Approaches to recapitalize data storage in Microservices
In order to do data management in microservices, a mix match approach needs to be followed. No single procedure will give a complete solution when dealing with microservices data storage arrangements.
- DevOps surfaced as an asset for both software development and data storage processes in the case. of microservices. The capability of DevOps for building applications with a huge data supply is magnificent. It is recommended to give DevOps data accessibility independent of the microservices location. Sequentially, allowing developers to perform the latest data updates without any inconvenience. Consequently, holding the secure, protected, upscale performance container data in its most current state with high availability.
- Follow ACID(Atomicity, Consistency, Integrity, and Durability) transactions for finding out the strong consistency places so as to encompass strong consistency across the whole data storage system.
- Store what is required. Following a DDD(domain-driven-design) approach will facilitate the only data that is needed by a particular service. Service may only require a subset of a domain and carefully planning and selecting a domain entity is recommended.
- The event-driven architectural style is an aid. If an event is issued and changes are made on its public models or entities. Services that want to embrace the changes can subscribe to these events. For example, to get a materialized view of data service can use the more suitable querying data.

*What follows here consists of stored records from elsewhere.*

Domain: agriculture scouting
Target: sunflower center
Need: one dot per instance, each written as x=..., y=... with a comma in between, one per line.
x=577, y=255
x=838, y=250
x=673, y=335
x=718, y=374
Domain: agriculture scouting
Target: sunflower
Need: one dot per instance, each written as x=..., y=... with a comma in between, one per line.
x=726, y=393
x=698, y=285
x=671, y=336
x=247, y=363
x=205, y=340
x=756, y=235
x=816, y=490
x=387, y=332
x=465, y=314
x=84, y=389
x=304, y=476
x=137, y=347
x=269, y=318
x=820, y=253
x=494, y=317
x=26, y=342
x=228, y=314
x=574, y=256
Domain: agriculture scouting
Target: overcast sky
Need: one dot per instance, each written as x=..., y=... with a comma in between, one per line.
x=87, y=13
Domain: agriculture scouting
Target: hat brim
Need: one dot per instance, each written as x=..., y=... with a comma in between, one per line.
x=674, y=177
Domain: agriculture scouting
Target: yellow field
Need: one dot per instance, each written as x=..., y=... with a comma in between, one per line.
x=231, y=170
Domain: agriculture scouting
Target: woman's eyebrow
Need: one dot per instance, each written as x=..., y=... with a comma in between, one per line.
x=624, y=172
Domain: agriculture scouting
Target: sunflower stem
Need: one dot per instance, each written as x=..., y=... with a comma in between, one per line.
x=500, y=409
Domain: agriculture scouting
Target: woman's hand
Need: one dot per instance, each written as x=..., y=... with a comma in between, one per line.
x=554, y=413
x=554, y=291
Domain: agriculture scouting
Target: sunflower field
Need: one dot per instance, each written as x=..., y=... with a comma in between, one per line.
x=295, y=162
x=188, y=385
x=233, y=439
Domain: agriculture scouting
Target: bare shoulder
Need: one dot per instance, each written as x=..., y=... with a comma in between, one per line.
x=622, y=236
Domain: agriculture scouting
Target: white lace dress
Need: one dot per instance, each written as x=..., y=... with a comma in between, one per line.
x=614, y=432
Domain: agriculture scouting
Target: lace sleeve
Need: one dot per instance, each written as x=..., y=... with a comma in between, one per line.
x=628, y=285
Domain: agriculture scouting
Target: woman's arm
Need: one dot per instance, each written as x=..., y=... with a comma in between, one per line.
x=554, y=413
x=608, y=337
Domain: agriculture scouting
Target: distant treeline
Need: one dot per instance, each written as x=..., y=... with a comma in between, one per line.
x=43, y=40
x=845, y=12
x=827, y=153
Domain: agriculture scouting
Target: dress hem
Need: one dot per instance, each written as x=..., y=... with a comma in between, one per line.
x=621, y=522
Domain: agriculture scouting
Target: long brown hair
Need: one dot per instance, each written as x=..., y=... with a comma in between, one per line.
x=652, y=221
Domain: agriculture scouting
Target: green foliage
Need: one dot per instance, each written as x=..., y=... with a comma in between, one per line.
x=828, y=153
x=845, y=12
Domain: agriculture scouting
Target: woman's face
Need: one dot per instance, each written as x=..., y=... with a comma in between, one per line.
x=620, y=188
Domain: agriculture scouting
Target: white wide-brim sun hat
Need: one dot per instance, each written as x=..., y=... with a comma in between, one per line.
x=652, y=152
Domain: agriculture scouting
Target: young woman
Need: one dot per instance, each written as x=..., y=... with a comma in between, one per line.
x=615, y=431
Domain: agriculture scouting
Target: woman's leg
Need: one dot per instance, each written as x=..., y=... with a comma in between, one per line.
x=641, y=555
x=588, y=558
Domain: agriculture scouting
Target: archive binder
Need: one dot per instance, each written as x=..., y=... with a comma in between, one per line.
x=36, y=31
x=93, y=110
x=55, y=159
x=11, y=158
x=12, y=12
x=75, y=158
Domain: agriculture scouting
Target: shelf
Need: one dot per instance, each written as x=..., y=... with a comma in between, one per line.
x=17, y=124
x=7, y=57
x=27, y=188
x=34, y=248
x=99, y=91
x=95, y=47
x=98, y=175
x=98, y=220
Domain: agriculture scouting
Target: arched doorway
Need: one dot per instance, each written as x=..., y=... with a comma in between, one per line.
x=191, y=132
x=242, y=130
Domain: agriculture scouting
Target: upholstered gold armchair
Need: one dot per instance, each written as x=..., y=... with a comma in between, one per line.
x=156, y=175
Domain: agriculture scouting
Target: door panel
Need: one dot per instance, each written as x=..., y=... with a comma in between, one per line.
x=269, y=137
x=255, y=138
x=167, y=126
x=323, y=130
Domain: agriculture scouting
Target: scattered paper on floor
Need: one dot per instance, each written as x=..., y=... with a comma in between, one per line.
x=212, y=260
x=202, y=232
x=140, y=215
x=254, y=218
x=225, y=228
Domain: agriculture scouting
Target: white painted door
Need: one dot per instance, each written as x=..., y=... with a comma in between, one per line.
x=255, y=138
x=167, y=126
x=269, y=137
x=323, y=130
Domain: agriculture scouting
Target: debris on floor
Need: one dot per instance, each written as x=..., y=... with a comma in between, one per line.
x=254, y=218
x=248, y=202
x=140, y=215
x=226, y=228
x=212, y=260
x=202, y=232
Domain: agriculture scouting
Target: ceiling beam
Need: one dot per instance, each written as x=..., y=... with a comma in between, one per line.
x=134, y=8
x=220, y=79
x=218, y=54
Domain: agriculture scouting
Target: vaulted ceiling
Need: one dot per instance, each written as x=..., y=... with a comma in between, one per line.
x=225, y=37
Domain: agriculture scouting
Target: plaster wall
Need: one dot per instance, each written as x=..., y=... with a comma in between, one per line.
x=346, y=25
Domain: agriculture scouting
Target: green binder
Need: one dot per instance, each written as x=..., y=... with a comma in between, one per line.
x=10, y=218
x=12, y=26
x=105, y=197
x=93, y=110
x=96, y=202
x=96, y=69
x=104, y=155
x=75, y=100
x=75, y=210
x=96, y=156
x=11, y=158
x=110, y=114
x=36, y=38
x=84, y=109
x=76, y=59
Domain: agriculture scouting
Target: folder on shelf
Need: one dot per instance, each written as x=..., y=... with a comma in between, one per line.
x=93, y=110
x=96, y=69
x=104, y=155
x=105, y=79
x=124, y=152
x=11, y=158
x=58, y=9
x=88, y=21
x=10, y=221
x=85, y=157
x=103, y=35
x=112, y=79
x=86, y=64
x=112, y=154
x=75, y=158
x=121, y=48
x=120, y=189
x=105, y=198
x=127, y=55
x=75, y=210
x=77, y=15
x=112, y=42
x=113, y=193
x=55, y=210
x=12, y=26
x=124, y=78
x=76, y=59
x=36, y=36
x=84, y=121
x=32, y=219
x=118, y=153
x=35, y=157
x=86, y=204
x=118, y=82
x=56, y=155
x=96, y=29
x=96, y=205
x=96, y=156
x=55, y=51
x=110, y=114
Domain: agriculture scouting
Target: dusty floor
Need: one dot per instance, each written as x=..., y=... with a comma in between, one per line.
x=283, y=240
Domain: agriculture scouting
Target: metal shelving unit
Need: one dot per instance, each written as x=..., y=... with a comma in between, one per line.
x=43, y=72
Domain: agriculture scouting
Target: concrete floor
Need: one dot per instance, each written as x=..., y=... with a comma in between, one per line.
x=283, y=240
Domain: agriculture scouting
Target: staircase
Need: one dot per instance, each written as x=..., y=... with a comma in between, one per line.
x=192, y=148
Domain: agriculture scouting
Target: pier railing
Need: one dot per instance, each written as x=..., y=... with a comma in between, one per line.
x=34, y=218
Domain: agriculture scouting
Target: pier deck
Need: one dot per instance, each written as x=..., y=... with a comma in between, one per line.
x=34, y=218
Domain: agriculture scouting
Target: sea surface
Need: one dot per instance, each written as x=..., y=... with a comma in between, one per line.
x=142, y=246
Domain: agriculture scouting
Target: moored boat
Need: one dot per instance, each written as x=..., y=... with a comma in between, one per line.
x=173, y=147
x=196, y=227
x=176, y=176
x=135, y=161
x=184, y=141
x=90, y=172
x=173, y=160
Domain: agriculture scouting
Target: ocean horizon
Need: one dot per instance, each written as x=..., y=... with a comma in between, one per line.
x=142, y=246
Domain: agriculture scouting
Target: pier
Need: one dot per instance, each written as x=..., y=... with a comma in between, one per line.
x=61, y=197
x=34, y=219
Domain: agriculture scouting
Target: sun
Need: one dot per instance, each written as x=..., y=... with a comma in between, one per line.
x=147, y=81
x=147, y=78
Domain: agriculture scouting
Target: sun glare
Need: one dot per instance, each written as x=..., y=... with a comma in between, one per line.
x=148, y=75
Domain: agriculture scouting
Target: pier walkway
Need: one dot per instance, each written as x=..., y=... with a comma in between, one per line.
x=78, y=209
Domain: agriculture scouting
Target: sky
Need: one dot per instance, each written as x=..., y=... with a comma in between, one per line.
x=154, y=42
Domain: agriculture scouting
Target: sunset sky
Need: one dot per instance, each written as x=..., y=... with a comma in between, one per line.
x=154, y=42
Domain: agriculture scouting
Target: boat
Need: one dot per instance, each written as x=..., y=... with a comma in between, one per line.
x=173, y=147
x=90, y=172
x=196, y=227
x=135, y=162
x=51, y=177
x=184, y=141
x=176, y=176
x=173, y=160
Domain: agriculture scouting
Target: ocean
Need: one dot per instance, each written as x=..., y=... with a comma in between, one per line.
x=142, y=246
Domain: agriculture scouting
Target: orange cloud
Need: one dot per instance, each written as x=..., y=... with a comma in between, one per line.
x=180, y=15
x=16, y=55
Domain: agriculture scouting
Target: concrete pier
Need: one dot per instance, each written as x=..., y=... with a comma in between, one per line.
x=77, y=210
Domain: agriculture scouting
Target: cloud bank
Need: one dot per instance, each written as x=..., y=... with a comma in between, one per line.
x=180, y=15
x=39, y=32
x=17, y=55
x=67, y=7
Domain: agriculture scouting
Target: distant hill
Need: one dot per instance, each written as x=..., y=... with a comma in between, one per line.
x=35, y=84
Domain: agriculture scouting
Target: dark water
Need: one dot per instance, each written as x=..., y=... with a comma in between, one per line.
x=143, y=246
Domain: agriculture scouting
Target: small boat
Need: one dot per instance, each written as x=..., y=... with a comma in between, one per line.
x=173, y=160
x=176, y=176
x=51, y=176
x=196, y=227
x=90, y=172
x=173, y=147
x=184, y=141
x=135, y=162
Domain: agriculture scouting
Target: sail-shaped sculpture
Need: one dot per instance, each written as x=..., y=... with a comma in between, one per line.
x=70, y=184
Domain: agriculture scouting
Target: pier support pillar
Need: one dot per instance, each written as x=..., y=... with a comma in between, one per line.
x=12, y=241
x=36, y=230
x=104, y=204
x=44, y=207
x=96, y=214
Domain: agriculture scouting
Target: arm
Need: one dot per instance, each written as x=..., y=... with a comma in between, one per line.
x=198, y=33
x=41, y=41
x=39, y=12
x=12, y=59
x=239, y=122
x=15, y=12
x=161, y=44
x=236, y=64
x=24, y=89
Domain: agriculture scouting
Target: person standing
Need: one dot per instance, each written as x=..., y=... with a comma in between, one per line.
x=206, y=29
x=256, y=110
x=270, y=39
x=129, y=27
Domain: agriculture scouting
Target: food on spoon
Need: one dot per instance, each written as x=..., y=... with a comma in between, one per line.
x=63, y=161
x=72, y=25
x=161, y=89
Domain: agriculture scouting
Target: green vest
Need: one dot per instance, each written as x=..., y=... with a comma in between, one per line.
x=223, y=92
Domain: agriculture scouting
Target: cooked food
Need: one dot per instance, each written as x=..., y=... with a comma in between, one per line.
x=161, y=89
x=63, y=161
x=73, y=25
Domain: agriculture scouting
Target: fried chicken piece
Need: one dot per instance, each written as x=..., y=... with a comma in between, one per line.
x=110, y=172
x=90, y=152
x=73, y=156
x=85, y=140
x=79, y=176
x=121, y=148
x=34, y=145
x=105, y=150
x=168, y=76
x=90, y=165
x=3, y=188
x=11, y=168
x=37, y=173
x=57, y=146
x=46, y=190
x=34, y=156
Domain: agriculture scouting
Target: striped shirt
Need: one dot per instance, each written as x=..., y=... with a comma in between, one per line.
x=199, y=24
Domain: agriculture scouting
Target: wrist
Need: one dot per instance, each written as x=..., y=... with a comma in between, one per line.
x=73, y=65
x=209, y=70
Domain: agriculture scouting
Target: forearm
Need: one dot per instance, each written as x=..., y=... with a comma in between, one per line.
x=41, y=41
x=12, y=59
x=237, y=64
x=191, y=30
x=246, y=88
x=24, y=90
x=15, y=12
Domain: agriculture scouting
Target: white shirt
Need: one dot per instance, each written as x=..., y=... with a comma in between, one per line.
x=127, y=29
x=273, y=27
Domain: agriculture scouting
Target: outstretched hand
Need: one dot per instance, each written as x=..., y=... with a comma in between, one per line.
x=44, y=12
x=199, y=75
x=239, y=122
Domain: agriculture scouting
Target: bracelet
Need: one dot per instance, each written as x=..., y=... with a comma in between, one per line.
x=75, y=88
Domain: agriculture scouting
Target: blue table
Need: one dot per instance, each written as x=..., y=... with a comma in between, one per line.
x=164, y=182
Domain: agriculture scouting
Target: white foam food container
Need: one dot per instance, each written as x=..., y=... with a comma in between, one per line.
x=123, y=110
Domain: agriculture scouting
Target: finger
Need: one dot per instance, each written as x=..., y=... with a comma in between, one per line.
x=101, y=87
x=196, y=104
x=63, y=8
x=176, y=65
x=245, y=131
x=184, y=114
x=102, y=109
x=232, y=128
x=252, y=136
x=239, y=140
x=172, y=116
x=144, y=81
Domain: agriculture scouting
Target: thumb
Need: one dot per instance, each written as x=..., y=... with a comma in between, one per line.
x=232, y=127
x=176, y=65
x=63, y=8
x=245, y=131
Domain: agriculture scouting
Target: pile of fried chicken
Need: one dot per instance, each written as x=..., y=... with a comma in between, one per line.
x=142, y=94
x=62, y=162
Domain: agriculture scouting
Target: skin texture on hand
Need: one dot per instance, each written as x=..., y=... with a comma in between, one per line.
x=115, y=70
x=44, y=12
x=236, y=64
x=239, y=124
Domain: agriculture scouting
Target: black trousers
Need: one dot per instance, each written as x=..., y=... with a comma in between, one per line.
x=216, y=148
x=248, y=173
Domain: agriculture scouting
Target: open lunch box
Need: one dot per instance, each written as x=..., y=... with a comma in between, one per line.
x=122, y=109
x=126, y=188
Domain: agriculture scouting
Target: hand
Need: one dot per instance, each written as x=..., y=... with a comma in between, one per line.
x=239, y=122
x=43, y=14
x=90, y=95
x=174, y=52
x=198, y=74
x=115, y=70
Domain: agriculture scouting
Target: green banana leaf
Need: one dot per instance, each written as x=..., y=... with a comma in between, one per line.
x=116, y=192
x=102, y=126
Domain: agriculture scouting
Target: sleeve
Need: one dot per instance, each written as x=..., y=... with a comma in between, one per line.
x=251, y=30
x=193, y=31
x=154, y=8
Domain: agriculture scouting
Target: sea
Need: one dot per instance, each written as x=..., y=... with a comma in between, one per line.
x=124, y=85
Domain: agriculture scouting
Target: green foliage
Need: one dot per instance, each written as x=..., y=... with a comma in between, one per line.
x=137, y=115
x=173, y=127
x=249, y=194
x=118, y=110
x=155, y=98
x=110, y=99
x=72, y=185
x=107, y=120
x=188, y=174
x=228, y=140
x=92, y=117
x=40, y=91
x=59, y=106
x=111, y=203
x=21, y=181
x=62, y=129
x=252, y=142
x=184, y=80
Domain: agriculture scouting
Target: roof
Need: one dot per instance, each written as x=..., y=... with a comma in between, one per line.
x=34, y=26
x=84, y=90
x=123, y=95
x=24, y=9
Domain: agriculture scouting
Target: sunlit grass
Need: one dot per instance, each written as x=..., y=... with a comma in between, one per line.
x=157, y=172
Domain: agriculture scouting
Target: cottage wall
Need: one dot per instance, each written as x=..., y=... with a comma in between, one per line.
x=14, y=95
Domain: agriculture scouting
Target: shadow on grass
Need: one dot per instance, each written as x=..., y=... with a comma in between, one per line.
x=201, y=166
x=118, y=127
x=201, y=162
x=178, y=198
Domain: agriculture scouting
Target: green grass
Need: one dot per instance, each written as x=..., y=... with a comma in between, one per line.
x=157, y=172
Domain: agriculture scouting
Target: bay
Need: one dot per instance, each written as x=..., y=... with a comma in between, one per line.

- Microservices has offered the undying benefits for the storage of data by bringing flexibility in the complete system. Along with agility, it carries many data security risks and threats. Data security has been very much significant when it comes to a distributed application building approach. Securing data threats with a three-pronged approach that includes building runtime defenses for both data and data threats.
- In addition to that, log maintenance is necessary in the case of a distributed data management approach. Monitoring the flow of data, access information is essential to measure the security through the application.
- With regard to reducing the total load from the events at high scale data aggregation or batching is considered appropriate.
Final Note:
Microservices has emerged from the world of domain-driven design, continuous delivery platform building infrastructure automation, scalable systems. Microservices has opened different level computing environment.
Since the former mentioned is a way too different from monolithic architectures and brings the associated challenges organizations are trying and testing many new different strategies for data storage in microservices, like storing the data that is only needed for the service, following an event-driven architecture style, to name a few.